Micro Four Thirds, and YouTube “experts”

Chris Till
5 min readMar 9, 2024
Photo: Greg Rosenke on Unsplash

I’m conflicted between my distaste for excessive consumption and still rooting for OM System and the Micro Four Thirds image sensor system to do well; and sell as many cameras and lenses as possible. This is because I believe in it so much for all levels and genres of photography. And because all of the bullshit YouTube “experts” have polluted the entire photography community with nonsense about Full Frame sensors being the only ones worthy of use in 2024.

These are people who don’t know what they’re talking about, and wouldn’t be published in a photography magazine or serious online journalistic outlet in the past or present. Obviously, YouTube and other social media services are incredibly useful and invaluable for people who had almost no platform in traditional media. Left wing political outlets in particular have benefitted no end, which is great. Because in that instance, they are the experts. But there is of course a downside to allowing anyone to end up with huge platform. You can end up with non-experts reaching and influencing a far wider audience than the real experts in the field. And that is the case in photography. No matter what good people like Chris Niccols, Jordan Drake, Robin Wong, and many others say, there is seemingly an army of idiots out there to spread misinformation that seriously threatens a format like Micro Four Thirds. All the people I see who support MFT are thoughtful, intelligent, reasonable people. That’s a problem, because we live in a very dumb, unreasonable, reactionary society. It doesn’t really fit. It’s like left wing politics right now. People who have taken the time to really educate themselves politically can see through the nonsense liberals and conservatives spew incessantly; and can understand and appreciate the counterintuitive benefits of left wing policy ideas. The same goes for MFT cameras. The problem is that very few people actually do take the time to properly educate themselves on anything these days.

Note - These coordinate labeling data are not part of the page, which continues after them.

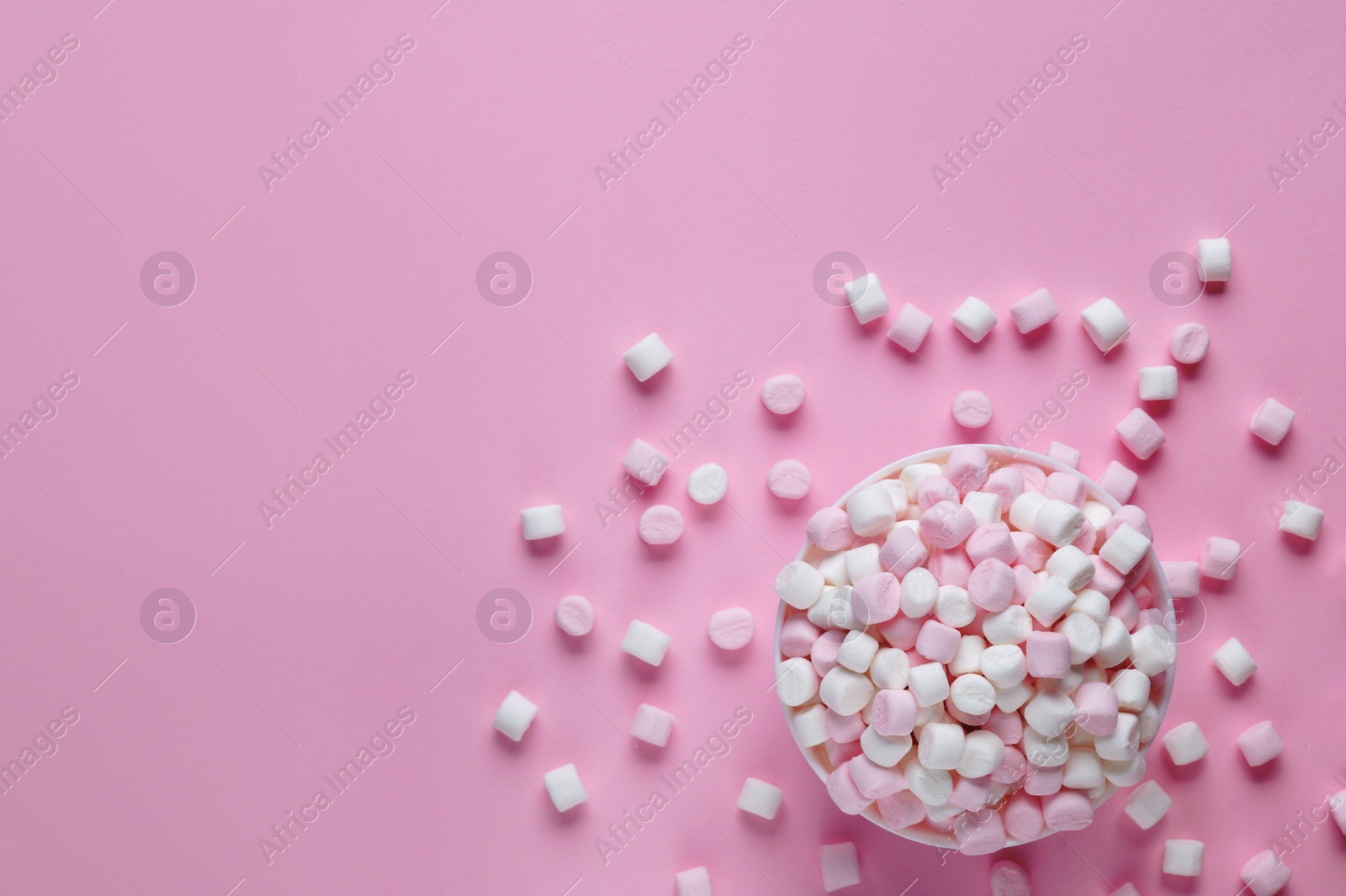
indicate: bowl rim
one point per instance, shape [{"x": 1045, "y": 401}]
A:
[{"x": 1163, "y": 600}]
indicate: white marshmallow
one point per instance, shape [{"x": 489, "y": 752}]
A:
[
  {"x": 648, "y": 357},
  {"x": 1235, "y": 660},
  {"x": 975, "y": 319},
  {"x": 544, "y": 521},
  {"x": 515, "y": 714},
  {"x": 1105, "y": 323},
  {"x": 563, "y": 786}
]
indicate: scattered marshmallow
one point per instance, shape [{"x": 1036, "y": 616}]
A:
[
  {"x": 782, "y": 395},
  {"x": 660, "y": 525},
  {"x": 789, "y": 480},
  {"x": 544, "y": 521},
  {"x": 972, "y": 409},
  {"x": 1189, "y": 343},
  {"x": 645, "y": 642},
  {"x": 1033, "y": 311},
  {"x": 910, "y": 327},
  {"x": 1105, "y": 325},
  {"x": 564, "y": 787},
  {"x": 867, "y": 299},
  {"x": 1213, "y": 260},
  {"x": 731, "y": 628},
  {"x": 575, "y": 615},
  {"x": 760, "y": 798},
  {"x": 1235, "y": 660},
  {"x": 1158, "y": 384},
  {"x": 1271, "y": 421},
  {"x": 708, "y": 483},
  {"x": 515, "y": 714}
]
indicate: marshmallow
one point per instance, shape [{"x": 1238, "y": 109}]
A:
[
  {"x": 1141, "y": 433},
  {"x": 1105, "y": 325},
  {"x": 707, "y": 483},
  {"x": 1147, "y": 805},
  {"x": 544, "y": 521},
  {"x": 1220, "y": 559},
  {"x": 1264, "y": 873},
  {"x": 796, "y": 681},
  {"x": 910, "y": 327},
  {"x": 575, "y": 615},
  {"x": 1184, "y": 857},
  {"x": 563, "y": 786},
  {"x": 1260, "y": 745},
  {"x": 760, "y": 798},
  {"x": 693, "y": 882},
  {"x": 872, "y": 512},
  {"x": 972, "y": 409},
  {"x": 660, "y": 525},
  {"x": 733, "y": 628},
  {"x": 1235, "y": 660},
  {"x": 1158, "y": 384},
  {"x": 1271, "y": 421},
  {"x": 645, "y": 642},
  {"x": 1213, "y": 260},
  {"x": 1189, "y": 343},
  {"x": 840, "y": 867},
  {"x": 645, "y": 463},
  {"x": 789, "y": 480},
  {"x": 1033, "y": 311},
  {"x": 973, "y": 319},
  {"x": 1301, "y": 520},
  {"x": 1186, "y": 745}
]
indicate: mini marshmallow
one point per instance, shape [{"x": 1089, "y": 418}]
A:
[
  {"x": 972, "y": 409},
  {"x": 645, "y": 463},
  {"x": 564, "y": 787},
  {"x": 575, "y": 615},
  {"x": 840, "y": 866},
  {"x": 1213, "y": 260},
  {"x": 910, "y": 327},
  {"x": 660, "y": 525},
  {"x": 1189, "y": 343},
  {"x": 1264, "y": 873},
  {"x": 1235, "y": 660},
  {"x": 1186, "y": 745},
  {"x": 760, "y": 798},
  {"x": 1105, "y": 325},
  {"x": 1158, "y": 384},
  {"x": 1141, "y": 433},
  {"x": 1147, "y": 805},
  {"x": 867, "y": 299},
  {"x": 872, "y": 512},
  {"x": 544, "y": 521},
  {"x": 1301, "y": 520},
  {"x": 1271, "y": 421},
  {"x": 645, "y": 642},
  {"x": 789, "y": 480},
  {"x": 707, "y": 483},
  {"x": 975, "y": 319},
  {"x": 1184, "y": 857}
]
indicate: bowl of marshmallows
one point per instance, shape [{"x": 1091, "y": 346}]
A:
[{"x": 975, "y": 647}]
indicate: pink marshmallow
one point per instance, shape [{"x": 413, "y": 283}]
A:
[
  {"x": 991, "y": 586},
  {"x": 1141, "y": 433},
  {"x": 910, "y": 327},
  {"x": 1260, "y": 745},
  {"x": 1272, "y": 421},
  {"x": 1049, "y": 654},
  {"x": 894, "y": 713}
]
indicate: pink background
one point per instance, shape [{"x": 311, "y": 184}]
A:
[{"x": 314, "y": 295}]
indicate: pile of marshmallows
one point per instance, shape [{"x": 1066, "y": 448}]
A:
[{"x": 975, "y": 650}]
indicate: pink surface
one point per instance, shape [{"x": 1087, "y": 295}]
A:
[{"x": 314, "y": 295}]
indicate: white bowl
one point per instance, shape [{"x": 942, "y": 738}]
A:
[{"x": 1155, "y": 579}]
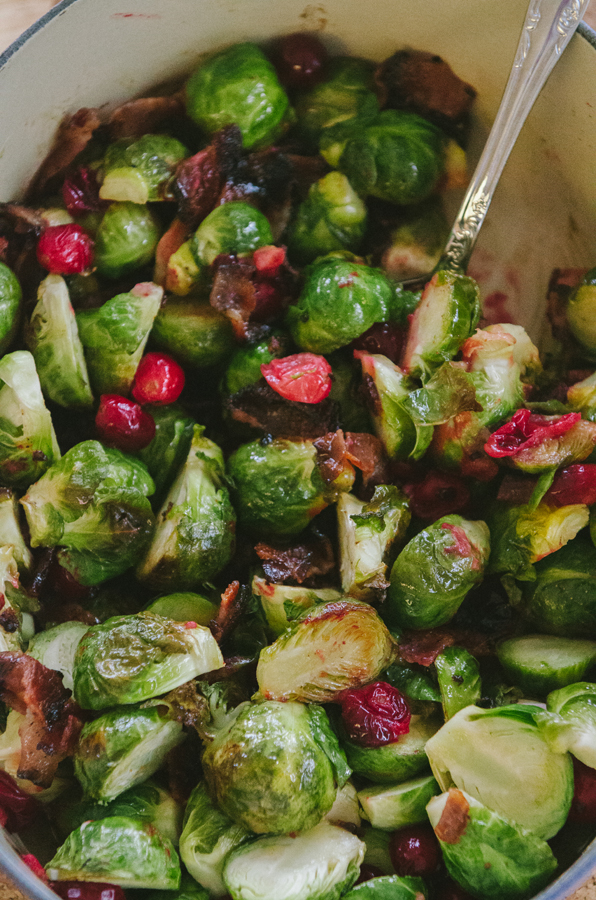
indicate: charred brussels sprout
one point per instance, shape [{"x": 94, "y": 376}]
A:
[
  {"x": 234, "y": 227},
  {"x": 114, "y": 336},
  {"x": 396, "y": 156},
  {"x": 141, "y": 170},
  {"x": 340, "y": 300},
  {"x": 331, "y": 648},
  {"x": 125, "y": 239},
  {"x": 435, "y": 571},
  {"x": 321, "y": 863},
  {"x": 133, "y": 658},
  {"x": 119, "y": 850},
  {"x": 193, "y": 332},
  {"x": 239, "y": 86},
  {"x": 93, "y": 504},
  {"x": 28, "y": 444},
  {"x": 269, "y": 770},
  {"x": 194, "y": 536},
  {"x": 53, "y": 338},
  {"x": 333, "y": 217}
]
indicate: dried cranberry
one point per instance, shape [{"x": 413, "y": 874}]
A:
[
  {"x": 415, "y": 850},
  {"x": 583, "y": 807},
  {"x": 158, "y": 380},
  {"x": 17, "y": 808},
  {"x": 299, "y": 59},
  {"x": 304, "y": 377},
  {"x": 375, "y": 714},
  {"x": 65, "y": 249},
  {"x": 123, "y": 424}
]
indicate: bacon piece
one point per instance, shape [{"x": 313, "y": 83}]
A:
[
  {"x": 454, "y": 819},
  {"x": 74, "y": 133},
  {"x": 298, "y": 563}
]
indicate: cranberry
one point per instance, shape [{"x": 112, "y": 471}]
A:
[
  {"x": 414, "y": 850},
  {"x": 299, "y": 59},
  {"x": 65, "y": 249},
  {"x": 159, "y": 380},
  {"x": 123, "y": 424},
  {"x": 375, "y": 714},
  {"x": 583, "y": 807}
]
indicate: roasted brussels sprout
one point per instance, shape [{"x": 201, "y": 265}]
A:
[
  {"x": 239, "y": 86},
  {"x": 133, "y": 658}
]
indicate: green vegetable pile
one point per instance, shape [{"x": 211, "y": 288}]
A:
[{"x": 339, "y": 586}]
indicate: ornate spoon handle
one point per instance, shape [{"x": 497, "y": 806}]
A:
[{"x": 548, "y": 28}]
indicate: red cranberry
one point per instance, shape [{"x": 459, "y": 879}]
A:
[
  {"x": 299, "y": 59},
  {"x": 123, "y": 424},
  {"x": 375, "y": 714},
  {"x": 583, "y": 807},
  {"x": 158, "y": 380},
  {"x": 65, "y": 249},
  {"x": 414, "y": 850}
]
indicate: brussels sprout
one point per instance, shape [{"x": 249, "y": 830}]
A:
[
  {"x": 193, "y": 332},
  {"x": 56, "y": 648},
  {"x": 490, "y": 856},
  {"x": 459, "y": 679},
  {"x": 53, "y": 338},
  {"x": 396, "y": 156},
  {"x": 119, "y": 850},
  {"x": 114, "y": 336},
  {"x": 277, "y": 486},
  {"x": 402, "y": 804},
  {"x": 272, "y": 769},
  {"x": 395, "y": 762},
  {"x": 93, "y": 504},
  {"x": 447, "y": 314},
  {"x": 435, "y": 570},
  {"x": 502, "y": 760},
  {"x": 125, "y": 239},
  {"x": 332, "y": 647},
  {"x": 28, "y": 444},
  {"x": 207, "y": 839},
  {"x": 520, "y": 535},
  {"x": 141, "y": 170},
  {"x": 346, "y": 93},
  {"x": 10, "y": 306},
  {"x": 239, "y": 86},
  {"x": 133, "y": 658},
  {"x": 234, "y": 227},
  {"x": 333, "y": 217},
  {"x": 320, "y": 864},
  {"x": 367, "y": 533},
  {"x": 340, "y": 300},
  {"x": 194, "y": 536}
]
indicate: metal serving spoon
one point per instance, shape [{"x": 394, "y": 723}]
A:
[{"x": 548, "y": 27}]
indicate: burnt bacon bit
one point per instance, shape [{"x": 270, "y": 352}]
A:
[{"x": 454, "y": 819}]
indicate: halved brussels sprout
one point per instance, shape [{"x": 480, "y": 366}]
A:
[
  {"x": 239, "y": 86},
  {"x": 194, "y": 536},
  {"x": 367, "y": 533},
  {"x": 331, "y": 648},
  {"x": 122, "y": 748},
  {"x": 133, "y": 658},
  {"x": 28, "y": 444},
  {"x": 320, "y": 864},
  {"x": 435, "y": 570},
  {"x": 119, "y": 850},
  {"x": 272, "y": 769},
  {"x": 114, "y": 336},
  {"x": 501, "y": 758},
  {"x": 207, "y": 839}
]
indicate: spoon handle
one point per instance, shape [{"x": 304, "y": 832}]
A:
[{"x": 548, "y": 28}]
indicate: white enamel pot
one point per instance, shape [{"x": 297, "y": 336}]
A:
[{"x": 101, "y": 52}]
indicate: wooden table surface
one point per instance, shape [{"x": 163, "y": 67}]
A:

I’ve heard people in big companies say things like “the people are demanding this, so we’re just going to give it to them”. Even when they themselves know that it’s the wrong thing to do; they do it anyway because they know it’s harder to educate those people that what they really need is something counterintuitive. Take megapixels. We even saw with the Panasonic G9II (another MFT camera), where PetaPixel compared it to the OM System OM-1, and the G9 had worse image quality in their test despite having a 25mp sensor as opposed to 20mp. OM System worked hard to improve the sensor technology in other ways. To improve the overall image quality, rather than just resolution. But more people would just focus on the higher number and assume it’s better. And that’s within the Micro Four Thirds ecosystem.

This is why OM System is particularly at risk from this current online climate of idiocy (along with any other businesses that try to do things the right way in other fields). Panasonic are obviously a huge corporation, and they’ve also hedged their bets and have pushed full frame offerings a lot in recent years. OM is small, and only makes MFT cameras (apart from their tough series compact). And on top of that, they don’t subscribe to this idea of giving people what they want even if it means sacrifices to the end product. We’ve just seen this whole thing again recently with the updated OM-1. It came out a bit too soon for my liking (that’s another blog); but it did have a lot of significant improvements. Many of which couldn’t be done purely with a firmware update. Some of them could, and they are now working on an update to the original OM-1, the camera I have (and plan to keep using for the foreseeable future).

Obviously, there’s some controversy about whether or not they had abandoned that camera until pressure mounted on them. That’s another potential future blog topic. But the point is that the updated model does feature significant improvements that many professional photographers especially will really notice and appreciate. And that will make arguably as big of an impact or bigger on their photography than if the company had announced the OM-1 Mark II had doubled the sensor megapixels to 40, or some insane change that would be visible on the spec sheet. Imagine if they had done something like that. It would have been the talk of the town (at least until the full frame supremacists had made another unwelcome intervention). As it was, the conversation became almost exclusively negative, accusing OM of cashing in on their loyal customers and failing to innovate. Only true experts like Thomas Eisel (professional fashion photographer and YouTuber) actually went deep into all of the small but very significant improvements that were almost universally ignored elsewhere.

Thank god a big outlet like PetaPixel does give MFT fair coverage, and does their best to promote its advantages (lens size and weight, image stabilisation, computational modes, comparatively low cost, long telephoto range ideal for wildlife and particularly birds, and so on). Not to mention the fact that most people in the world can’t tell the fucking difference between full frame and MFT photos anyway. I just hope we don’t end up in a situation where MFT goes away.

Photography is like politics. You have the uneducated people who believe everything a grifter on YouTube tells them. And you have those who take the initiative and make the small effort required to get informed of the facts, and what they mean. For the left to win, and for us to eventually reduce consumption and stop releasing so many damn new camera models, (and other even more throwaway tech products); people have to be informed. And they have to buy Micro Four Thirds cameras. Strange way to end a blog maybe, but I think it works. I haven’t written for ages so you’ll just have to put up with it.